LHN has applied to list Coliwoo, its co-living unit, on the mainboard of the Singapore stock exchange following a spin-off of the living sector strategy from its main business, the company announced late on Tuesday.
The planned listing of Singapore’s largest co-living operator comes after LHN formally established a separate Coliwoo entity in December, with that company set to hold the rental residential business following completion of an internal restructuring to facilitate the proposed spin-off, according to the notice.
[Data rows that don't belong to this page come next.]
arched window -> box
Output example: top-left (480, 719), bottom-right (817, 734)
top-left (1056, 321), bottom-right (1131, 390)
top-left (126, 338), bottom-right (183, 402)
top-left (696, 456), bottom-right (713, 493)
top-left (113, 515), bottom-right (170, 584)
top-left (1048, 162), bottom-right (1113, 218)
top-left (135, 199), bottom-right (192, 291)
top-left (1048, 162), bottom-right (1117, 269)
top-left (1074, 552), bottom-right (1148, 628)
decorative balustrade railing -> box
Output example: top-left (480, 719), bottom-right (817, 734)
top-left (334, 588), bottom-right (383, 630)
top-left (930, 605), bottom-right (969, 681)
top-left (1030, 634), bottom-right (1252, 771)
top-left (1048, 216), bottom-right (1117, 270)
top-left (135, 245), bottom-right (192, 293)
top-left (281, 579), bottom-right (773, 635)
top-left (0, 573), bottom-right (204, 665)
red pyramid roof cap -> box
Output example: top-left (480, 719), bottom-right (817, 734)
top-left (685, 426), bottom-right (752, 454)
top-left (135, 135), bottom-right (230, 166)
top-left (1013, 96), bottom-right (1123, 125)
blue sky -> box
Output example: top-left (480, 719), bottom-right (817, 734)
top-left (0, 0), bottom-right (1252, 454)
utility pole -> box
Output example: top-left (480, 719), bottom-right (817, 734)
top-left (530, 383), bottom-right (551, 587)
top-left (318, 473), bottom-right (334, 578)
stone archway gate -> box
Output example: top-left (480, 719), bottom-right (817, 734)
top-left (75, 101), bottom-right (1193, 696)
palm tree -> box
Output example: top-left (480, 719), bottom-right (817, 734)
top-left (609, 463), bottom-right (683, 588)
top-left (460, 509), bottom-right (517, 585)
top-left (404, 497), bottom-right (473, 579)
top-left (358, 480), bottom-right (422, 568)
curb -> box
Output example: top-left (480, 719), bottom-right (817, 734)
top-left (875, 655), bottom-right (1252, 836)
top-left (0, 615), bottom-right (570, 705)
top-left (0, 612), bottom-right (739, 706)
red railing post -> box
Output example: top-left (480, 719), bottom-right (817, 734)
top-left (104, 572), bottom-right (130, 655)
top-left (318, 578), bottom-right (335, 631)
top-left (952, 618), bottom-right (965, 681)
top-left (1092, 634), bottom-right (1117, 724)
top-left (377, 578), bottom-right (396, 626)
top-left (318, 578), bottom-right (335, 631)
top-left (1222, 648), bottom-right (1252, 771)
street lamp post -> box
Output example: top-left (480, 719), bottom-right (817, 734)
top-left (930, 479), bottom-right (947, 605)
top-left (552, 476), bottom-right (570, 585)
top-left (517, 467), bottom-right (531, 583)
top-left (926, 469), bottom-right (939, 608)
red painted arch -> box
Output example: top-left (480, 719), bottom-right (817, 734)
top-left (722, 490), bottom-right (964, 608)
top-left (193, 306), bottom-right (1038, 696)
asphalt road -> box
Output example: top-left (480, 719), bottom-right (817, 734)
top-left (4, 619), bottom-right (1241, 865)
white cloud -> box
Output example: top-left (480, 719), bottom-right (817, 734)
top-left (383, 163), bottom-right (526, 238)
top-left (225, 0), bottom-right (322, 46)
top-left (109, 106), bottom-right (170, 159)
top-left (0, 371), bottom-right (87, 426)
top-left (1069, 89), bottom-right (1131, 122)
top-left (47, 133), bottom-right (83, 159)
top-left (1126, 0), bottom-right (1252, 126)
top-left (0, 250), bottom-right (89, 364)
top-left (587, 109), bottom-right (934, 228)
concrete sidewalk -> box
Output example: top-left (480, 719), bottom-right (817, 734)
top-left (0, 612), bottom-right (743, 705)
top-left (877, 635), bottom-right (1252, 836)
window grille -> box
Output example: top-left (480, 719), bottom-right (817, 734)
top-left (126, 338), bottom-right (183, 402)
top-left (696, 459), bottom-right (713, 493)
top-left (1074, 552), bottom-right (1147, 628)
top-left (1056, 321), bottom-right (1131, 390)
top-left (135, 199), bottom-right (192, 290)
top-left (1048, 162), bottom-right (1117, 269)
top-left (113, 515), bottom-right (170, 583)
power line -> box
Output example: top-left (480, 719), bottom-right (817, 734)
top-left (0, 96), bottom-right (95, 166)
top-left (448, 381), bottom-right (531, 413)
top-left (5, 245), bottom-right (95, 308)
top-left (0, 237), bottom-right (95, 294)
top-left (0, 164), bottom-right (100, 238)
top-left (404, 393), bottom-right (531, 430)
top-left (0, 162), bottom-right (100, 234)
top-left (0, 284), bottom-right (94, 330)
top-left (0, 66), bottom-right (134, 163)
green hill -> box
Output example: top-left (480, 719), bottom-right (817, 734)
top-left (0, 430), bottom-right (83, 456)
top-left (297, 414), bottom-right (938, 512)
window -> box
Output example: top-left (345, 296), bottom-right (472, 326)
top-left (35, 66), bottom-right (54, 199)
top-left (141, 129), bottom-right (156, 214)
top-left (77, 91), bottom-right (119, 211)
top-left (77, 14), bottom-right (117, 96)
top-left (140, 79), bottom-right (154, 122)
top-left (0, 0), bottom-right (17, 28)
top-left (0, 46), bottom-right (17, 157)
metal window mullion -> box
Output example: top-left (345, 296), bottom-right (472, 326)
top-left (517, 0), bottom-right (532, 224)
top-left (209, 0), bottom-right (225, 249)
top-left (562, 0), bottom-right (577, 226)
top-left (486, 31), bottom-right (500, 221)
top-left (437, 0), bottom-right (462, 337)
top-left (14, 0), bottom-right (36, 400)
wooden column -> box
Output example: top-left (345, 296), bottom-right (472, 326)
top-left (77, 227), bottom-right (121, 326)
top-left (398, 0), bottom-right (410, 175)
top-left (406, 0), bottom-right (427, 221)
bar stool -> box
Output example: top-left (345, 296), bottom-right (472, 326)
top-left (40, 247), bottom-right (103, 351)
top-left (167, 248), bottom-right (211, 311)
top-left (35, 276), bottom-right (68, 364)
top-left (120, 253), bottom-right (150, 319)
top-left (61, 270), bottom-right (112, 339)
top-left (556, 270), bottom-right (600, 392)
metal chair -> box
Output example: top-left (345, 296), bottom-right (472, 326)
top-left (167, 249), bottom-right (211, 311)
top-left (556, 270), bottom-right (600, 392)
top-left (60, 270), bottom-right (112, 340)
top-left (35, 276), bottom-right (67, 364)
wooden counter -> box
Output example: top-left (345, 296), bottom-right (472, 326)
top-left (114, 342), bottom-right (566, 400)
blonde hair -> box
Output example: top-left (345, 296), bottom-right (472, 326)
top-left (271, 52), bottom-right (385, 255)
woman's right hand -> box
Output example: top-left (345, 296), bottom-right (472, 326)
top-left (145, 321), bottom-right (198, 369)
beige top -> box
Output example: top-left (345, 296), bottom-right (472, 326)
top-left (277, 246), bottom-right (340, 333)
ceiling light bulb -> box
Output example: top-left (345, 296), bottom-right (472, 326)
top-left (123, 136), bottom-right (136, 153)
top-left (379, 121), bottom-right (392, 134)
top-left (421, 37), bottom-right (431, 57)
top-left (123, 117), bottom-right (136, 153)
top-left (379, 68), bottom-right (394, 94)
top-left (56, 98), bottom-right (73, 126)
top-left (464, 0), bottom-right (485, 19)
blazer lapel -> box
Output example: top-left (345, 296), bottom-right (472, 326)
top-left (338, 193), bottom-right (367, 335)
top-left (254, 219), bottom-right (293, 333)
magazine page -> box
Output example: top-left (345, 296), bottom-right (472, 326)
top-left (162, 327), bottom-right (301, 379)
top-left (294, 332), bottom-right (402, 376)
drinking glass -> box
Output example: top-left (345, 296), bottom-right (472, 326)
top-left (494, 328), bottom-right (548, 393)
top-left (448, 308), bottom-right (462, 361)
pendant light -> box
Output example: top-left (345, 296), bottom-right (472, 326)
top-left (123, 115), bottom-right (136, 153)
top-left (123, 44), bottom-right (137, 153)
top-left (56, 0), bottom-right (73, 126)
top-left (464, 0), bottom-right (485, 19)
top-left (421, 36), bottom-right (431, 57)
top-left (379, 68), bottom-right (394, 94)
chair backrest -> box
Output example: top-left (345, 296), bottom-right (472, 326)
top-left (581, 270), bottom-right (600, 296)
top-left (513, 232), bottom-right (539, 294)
The spin-off plan comes as institutional capital has shown growing interest in Singapore’s nascent rental residential sector, with players including BlackRock and Bain Capital investing in the sector.
Growing Portfolio
LHN’s announcement did not provide financial details of the proposed proposed spin-off and listing, with the company having reported S$52.4 million ($40 million) in revenue from its co-living business in the 12 months ending 30 September.

LHN executive chairman and Coliwoo founder Kelvin Lim (image: LHN)
That revenue was up 85.5 percent from a year earlier as LHN reported 97.5 percent occupancy in its expanded rental residential portfolio at the end of September. At that juncture the company had 2,895 keys under the living strategy, including both co-living properties in Singapore and serviced apartments overseas, according to its most recent annual report.
The company led by chairman Kelvin Lim said in the report that, “The Group remains focused on expanding its co-living portfolio through a robust pipeline of projects to capture the growing demand for flexible and affordable accommodation.”
By 30 September this year LHN expects to launch new Coliwoo projects at 48 and 50 Arab Street, the GSM Building at 141 Middle Road and 260 Upper Bukit Timah Road, which will add more than 250 keys to its current operations.
In October of last year Coliwoo formed a S$48 million JV with Macritchie Developments, a company co-owned by Oxley Holdings chairman and CEO Ching Chiat Kwong and his son Shawn Ching to acquire 50 Armenian Street in Singapore’s museum district as an addition to the rental housing portfolio.
Later that same month, LHN announced that it would sell a stake in an entity holding the GSM Building at the corner of Middle Road and Waterloo Street in Singapore to Macritchie Developments, after LHN had agreed to acquire that commercial building in 2023 for conversion to residential use.
Institutional Interest
LHN plans to spin off Coliwoo as Singapore’s high residential rents and growing importance as a regional commercial hub have stoked investor interest in rental residential strategies.
In February of this year Warburg Pincus-backed platform Weave Living opened two new properties in Singapore, expanding the regional platform’s Lion City portfolio to three locations with a total of 330 units.
The company led by entrepreneur Sachin Doshi had acquired one of the two properties, Weave Suites Hillside, for S$148 million in early 2024 through a joint venture with a BlackRock fund.
Bain Capital also recently bet on Singapore’s rental residential sector with its purchase of the Avery Lodge worker housing portfolio from Blackstone for S$750 million after those assets were first put on the market in mid-2024.